Oireachtas Joint and Select Committees

Tuesday, 10 May 2022

Joint Committee On Children, Equality, Disability, Integration And Youth

Foster Care Issues and the Loss of Positive Care Services: Engagement with Tusla

Mr. Bernard Gloster:

To be complete, we have children who come into respite care. They live at home with families and we pay respite carers to look after them. We then have children in care who go for respite. If they are children with a disability, they go to a HSE respite service. We now continue the foster care allowance for foster carers while they are in the respite service. When I came here, that was raised with me by many foster carers and the ombudsman and application was sporadic. That has been resolved.

We have children in care who do not have a disability but either the child or the foster carers might need respite, or a break. Do we have enough of that? I would not think so. Where we have it and where we can work it into the care plan, we support the foster carer as well as the respite carer to do that.
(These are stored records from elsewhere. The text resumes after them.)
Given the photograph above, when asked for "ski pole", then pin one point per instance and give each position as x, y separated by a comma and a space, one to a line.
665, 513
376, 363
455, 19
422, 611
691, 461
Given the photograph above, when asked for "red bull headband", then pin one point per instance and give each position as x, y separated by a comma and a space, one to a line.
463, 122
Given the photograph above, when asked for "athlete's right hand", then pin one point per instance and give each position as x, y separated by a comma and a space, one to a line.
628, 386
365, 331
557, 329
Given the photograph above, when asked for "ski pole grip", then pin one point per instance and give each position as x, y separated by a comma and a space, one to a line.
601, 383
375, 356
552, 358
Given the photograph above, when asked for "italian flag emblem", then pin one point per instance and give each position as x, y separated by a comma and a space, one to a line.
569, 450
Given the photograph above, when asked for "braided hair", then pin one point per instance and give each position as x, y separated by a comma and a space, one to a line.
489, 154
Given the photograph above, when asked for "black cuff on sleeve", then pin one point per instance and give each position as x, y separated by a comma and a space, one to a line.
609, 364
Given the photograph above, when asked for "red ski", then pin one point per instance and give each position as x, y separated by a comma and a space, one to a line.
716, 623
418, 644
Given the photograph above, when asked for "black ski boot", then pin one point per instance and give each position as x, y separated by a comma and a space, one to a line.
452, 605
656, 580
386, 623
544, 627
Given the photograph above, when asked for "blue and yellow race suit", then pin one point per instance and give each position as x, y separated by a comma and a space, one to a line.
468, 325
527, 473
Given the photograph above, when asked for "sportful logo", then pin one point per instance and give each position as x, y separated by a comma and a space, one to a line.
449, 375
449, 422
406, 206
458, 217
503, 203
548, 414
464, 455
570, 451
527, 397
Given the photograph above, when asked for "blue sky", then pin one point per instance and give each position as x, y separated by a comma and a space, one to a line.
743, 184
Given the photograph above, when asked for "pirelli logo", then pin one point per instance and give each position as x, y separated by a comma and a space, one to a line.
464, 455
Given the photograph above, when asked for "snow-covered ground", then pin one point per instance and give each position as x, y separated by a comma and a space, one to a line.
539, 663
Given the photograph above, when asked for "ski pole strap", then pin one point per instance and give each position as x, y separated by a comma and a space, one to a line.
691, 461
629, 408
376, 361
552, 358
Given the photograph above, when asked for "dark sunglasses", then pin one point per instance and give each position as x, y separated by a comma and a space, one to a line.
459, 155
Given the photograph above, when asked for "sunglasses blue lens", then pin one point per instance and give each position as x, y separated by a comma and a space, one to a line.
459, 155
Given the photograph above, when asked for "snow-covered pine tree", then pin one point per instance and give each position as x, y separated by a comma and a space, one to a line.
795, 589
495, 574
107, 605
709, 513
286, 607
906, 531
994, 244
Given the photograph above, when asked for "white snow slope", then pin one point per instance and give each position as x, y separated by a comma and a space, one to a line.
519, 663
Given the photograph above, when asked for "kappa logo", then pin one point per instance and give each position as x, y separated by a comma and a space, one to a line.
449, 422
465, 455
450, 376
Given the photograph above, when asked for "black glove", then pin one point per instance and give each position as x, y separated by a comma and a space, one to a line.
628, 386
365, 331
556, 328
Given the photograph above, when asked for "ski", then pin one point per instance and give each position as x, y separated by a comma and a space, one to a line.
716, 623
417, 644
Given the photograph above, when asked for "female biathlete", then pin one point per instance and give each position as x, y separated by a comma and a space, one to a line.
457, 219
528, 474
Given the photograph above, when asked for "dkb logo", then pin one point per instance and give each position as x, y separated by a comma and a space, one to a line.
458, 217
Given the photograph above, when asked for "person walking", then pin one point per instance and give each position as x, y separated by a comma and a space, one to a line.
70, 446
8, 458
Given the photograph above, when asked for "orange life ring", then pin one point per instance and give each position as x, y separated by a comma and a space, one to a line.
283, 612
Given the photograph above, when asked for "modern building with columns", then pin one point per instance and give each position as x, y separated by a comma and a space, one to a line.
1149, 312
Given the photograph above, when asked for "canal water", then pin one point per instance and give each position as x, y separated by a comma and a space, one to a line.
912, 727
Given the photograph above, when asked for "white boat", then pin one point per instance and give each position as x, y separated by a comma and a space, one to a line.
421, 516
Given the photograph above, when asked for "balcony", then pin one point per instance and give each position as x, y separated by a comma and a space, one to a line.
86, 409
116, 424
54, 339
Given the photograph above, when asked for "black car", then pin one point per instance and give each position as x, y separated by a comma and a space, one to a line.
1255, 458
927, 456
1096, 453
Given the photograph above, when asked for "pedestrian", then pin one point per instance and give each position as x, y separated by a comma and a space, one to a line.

There were debates about that before.

I will come back to the Deputy's fundamental point about what we are doing to standardise. This will involve a question on which we have not yet landed on a final decision. If we set out the rules by which foster carers are supported, whether public or private, and we pay for one, two, three, four or five, it would be great but I can guarantee that within a day of those being published a need would emerge to push the system to go outside those rules. The minute we go outside those rules, there is inconsistency. The question will be how much discretion we can give our local teams versus how much rigidity we bring to the rules. The more discretion we have, the more inconsistency there will be. That is the challenge for us but we can make a fundamental improvement.

I am very confident that any absence of standardisation in the apparent or experienced difference of foster carers between public and private can be eradicated or reduced. The child in care with a private foster carer or a Tusla foster carer always has a Tusla social worker. The experience is on a supported level.

I am certainly keen for us to take out any possibility of that being different.